Through the Commission’s voluntary grain safety certification programs, grain handling companies can request to have their grain safety and quality management systems assessed and certified. To obtain either CGC or CIPRS certification, a company must have effective grain safety processes that manage the risks associated with handling, storing, processing and shipping grains, oilseeds and pulses.
“We thought this was important because most HACCP-based food safety systems have been designed with food manufacturing in mind. So, they’re much more complicated processes than what you’d see in your typical grain handling facility,” said Anderson. “And the best way to manage and control food safety risk is by taking a preventative approach, and that’s what HACCP is all about. Trying to anticipate and minimize the risk.”
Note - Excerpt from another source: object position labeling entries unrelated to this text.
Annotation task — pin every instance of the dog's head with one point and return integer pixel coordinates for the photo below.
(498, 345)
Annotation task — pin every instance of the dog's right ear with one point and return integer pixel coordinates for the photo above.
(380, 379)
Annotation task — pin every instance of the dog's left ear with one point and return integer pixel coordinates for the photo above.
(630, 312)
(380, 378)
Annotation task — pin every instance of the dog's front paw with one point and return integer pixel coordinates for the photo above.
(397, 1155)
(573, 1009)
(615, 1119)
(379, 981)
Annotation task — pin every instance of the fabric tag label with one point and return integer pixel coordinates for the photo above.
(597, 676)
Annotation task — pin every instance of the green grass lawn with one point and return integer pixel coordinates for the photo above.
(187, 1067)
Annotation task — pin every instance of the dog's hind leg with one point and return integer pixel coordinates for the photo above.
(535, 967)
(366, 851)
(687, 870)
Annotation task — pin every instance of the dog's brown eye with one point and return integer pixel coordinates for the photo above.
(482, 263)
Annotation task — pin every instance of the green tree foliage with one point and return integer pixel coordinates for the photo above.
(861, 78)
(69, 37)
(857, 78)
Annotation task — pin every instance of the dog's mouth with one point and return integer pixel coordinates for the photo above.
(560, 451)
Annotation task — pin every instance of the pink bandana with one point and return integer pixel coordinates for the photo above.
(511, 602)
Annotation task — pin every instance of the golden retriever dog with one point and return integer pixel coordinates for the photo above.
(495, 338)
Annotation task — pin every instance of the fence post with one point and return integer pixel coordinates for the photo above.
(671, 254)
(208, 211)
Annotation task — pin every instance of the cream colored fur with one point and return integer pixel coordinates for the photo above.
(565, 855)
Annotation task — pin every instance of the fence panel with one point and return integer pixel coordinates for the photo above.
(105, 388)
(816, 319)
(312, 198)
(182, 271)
In a press release, Patti Miller, chief commissioner of the Canadian Grain Commission said, “programs that meet GFSI’s high standards … will allow certified companies to remain competitive in today’s global food market.”
While CGC programs had previously been recognized by the British Retail Consortium, Canadian grain companies often required additional documentation from the Commission to sell into foreign markets. Anderson said by achieving GFSI technical equivalence, the Commission is in a stronger position to help grain handlers meet both international regulatory and market-driven food safety demands.
“It’s just fabulous news that CGC has GFSI recognition,” said Trudy Heal, general manager of Regina, SK’s Avena Foods, which is partnered with Best Cooking Pulses Inc. “Customers purchasing products from companies with that certification will have far more confidence in their supplier.”
That will translate into easier access to more markets, and hopefully, increased profits for Canadian grain and pulse farmers and handlers, she added. “It’s actually very difficult to have market access unless you’ve got a GFSI compliant system in place,” said Heal.